In the midst of his emergency dispatch, Mr. O’Regan manages to invoke the dog shelter “located on the border of Dahye, a suburb where many of the attacks are taking place” and a bombing 400 meters from the shelter which left “many of the dogs visibly suffering due to the ongoing noise and destruction.”

Given the mission of the IFAW, founded some 30 years ago to help protect baby seals from the bludgeoning of fur hunters, it’s understandable that the group would dance around levying blame at one of the major causes of the current conflict — the Iranian-backed Lebanese terror group known as Hezbollah, which has just happened to have encamped itself in many parts of Lebanon also inhabited by dogs and cats and kidnapped two actual Israeli human beings.

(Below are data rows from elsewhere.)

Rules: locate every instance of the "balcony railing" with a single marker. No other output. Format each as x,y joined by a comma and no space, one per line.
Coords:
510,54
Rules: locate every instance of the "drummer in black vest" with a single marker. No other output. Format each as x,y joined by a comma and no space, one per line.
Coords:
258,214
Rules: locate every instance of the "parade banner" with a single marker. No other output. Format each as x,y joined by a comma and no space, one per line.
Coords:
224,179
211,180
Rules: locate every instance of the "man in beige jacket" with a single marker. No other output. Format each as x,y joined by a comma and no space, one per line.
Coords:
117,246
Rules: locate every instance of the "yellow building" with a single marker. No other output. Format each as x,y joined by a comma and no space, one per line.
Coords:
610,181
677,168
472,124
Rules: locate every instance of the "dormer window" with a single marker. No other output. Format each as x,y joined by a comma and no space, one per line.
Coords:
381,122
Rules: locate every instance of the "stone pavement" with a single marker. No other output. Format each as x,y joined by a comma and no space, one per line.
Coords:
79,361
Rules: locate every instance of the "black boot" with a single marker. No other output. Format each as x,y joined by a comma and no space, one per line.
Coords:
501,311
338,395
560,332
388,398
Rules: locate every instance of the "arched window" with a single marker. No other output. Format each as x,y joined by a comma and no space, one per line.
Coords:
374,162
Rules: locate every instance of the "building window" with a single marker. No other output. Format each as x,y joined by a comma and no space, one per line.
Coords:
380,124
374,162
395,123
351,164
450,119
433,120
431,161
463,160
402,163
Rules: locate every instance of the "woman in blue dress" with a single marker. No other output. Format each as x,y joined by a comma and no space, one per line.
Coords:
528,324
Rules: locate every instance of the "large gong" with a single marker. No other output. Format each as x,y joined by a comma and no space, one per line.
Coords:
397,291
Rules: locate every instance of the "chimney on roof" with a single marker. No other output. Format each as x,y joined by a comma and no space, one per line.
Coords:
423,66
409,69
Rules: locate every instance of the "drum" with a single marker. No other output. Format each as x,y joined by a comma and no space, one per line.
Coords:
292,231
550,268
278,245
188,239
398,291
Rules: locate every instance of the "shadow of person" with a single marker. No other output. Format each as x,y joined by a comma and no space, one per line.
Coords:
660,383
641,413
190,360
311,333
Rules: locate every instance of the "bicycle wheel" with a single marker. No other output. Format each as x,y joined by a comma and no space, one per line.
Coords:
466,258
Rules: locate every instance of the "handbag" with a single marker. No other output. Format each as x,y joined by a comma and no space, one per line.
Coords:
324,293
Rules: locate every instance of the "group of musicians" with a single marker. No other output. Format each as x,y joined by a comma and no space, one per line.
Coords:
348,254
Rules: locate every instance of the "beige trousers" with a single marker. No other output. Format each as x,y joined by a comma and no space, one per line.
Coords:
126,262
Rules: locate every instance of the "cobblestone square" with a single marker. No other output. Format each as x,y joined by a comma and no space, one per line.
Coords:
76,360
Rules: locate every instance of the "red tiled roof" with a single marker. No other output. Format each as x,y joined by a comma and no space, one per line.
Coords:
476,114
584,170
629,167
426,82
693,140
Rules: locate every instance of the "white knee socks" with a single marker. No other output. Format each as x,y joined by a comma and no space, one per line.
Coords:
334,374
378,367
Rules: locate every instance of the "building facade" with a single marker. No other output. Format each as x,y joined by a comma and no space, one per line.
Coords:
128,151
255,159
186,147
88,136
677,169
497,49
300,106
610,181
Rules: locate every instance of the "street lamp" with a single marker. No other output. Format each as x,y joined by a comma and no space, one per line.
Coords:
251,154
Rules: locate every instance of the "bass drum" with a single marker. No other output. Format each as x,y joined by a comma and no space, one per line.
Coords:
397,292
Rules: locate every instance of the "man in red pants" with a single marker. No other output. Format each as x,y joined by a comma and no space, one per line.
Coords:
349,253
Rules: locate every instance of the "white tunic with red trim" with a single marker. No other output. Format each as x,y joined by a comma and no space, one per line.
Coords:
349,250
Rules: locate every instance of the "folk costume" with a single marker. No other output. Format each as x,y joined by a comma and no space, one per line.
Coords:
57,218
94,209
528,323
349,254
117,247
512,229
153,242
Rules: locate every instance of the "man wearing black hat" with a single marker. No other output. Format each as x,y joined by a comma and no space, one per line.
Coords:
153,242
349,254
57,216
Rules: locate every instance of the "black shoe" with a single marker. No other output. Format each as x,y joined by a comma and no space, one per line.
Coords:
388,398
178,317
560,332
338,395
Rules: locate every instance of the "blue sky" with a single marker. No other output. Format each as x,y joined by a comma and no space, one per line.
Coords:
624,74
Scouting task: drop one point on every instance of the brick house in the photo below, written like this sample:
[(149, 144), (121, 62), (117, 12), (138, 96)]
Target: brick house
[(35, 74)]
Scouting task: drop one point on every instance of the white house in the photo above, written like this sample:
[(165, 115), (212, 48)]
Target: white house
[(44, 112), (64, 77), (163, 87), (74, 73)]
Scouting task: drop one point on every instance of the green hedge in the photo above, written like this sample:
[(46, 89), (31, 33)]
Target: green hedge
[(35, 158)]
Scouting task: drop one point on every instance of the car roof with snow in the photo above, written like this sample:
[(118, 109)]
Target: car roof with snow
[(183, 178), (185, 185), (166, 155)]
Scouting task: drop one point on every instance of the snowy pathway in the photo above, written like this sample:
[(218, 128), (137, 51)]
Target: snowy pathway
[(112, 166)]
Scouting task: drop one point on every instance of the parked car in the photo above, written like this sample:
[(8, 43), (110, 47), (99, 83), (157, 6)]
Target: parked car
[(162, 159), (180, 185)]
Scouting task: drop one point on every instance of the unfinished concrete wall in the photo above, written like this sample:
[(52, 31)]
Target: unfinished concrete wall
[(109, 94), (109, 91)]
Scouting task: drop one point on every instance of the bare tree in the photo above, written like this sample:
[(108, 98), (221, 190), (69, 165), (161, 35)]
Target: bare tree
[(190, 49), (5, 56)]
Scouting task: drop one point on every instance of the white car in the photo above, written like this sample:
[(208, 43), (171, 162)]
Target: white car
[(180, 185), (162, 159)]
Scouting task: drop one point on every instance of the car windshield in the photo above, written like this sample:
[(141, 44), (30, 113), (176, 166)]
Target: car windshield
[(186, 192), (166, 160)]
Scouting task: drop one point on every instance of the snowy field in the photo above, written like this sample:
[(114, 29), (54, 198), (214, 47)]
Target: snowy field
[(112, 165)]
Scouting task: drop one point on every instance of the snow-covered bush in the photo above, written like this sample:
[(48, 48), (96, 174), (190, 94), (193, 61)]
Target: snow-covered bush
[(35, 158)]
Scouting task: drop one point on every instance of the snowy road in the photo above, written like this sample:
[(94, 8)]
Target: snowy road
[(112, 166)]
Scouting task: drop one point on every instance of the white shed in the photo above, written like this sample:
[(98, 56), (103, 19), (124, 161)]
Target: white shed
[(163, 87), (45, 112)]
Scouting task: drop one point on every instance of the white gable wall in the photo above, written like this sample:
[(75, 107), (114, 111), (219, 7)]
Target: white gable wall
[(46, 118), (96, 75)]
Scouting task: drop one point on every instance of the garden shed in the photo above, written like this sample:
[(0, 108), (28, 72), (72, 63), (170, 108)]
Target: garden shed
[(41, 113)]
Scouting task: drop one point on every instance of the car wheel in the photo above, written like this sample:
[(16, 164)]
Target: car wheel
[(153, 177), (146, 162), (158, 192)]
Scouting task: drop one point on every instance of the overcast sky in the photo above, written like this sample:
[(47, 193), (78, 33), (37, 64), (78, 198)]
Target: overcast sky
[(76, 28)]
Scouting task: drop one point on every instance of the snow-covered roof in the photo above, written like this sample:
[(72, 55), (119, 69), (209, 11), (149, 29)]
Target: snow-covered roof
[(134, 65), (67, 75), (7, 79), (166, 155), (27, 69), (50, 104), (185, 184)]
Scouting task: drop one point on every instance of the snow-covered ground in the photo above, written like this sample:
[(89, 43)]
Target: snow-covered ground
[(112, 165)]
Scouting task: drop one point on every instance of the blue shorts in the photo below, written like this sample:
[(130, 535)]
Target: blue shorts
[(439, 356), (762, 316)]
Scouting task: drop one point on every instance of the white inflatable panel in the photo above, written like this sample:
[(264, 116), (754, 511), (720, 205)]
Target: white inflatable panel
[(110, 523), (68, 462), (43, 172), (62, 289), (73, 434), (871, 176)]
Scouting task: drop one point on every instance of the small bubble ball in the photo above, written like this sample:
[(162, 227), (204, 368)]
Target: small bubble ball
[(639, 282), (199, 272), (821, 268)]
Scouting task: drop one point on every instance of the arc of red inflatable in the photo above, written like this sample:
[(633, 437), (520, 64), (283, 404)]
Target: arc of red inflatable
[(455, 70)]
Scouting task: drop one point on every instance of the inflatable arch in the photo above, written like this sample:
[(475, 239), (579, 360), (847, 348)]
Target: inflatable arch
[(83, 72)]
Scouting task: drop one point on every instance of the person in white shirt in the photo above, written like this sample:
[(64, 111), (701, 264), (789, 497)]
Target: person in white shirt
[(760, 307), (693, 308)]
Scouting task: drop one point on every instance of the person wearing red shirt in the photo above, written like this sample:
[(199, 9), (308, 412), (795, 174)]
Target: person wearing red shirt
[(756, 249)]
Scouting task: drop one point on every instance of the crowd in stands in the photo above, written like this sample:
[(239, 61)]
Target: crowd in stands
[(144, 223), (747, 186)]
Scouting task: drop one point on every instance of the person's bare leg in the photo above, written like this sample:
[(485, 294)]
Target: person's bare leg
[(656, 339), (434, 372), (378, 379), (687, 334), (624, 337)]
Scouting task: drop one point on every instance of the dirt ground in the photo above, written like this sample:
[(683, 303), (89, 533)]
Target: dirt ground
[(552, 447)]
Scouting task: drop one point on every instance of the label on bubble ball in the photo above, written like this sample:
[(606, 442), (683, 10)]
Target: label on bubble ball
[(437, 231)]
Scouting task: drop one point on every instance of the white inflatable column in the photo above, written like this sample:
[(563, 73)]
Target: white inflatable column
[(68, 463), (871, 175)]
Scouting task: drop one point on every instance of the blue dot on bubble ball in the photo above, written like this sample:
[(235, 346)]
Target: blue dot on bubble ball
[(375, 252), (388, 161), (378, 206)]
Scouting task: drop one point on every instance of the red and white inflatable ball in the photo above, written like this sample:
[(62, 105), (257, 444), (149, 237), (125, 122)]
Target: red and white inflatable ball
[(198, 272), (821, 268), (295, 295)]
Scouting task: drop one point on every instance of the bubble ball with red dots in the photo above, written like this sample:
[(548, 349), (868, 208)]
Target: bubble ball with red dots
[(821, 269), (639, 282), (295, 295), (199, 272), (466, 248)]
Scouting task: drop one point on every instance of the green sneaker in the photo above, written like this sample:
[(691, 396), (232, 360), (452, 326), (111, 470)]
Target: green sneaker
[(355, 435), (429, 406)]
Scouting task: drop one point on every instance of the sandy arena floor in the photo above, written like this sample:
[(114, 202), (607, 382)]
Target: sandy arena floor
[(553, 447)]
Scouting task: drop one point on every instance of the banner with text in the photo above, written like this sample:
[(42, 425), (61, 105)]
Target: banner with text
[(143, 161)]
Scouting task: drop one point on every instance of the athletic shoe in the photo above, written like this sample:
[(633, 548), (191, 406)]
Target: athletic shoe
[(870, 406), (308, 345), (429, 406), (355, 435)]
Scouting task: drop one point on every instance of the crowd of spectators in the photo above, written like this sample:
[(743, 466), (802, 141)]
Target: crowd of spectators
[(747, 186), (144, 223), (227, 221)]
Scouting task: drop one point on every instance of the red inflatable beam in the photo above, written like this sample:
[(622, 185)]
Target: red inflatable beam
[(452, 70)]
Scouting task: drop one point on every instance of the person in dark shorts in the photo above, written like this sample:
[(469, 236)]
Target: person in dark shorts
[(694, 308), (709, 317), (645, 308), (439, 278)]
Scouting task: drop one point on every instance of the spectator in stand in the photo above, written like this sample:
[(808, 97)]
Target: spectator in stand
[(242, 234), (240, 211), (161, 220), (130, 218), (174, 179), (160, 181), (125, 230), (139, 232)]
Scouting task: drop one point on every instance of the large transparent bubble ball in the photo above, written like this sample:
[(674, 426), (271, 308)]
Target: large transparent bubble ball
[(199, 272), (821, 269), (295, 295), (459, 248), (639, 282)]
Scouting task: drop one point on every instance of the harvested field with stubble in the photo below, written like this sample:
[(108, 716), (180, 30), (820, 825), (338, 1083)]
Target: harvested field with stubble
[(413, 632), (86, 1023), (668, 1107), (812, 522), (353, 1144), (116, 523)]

The director of public affairs for the IFAW, Patrick Ramage, says his group was contacted for help by BETA and complied with a $19,000 grant as part of the organization’s mission of finding “practical approaches that benefit both animals or people.” The operative model was Hurricane Katrina, where evacuees who had lost everything rejoiced when reunited with their pets.

Even so, the group’s e-mail is somewhat remarkable by its own cat-and-dog loving standards. After all, doesn’t Israel too have dogs and cats? Who is out there advocating for the cats of Kiryat Shmona? Who will speak for the hounds of Haifa, target of far-range missiles?

Mr. Ramage says his group hasn’t been asked for help by any Israeli animal help organizations, adding “we’d be inclined to support them.” He further praised Israel for a key swing vote on the International Whaling Commission, which preserved North Atlantic whaling restrictions.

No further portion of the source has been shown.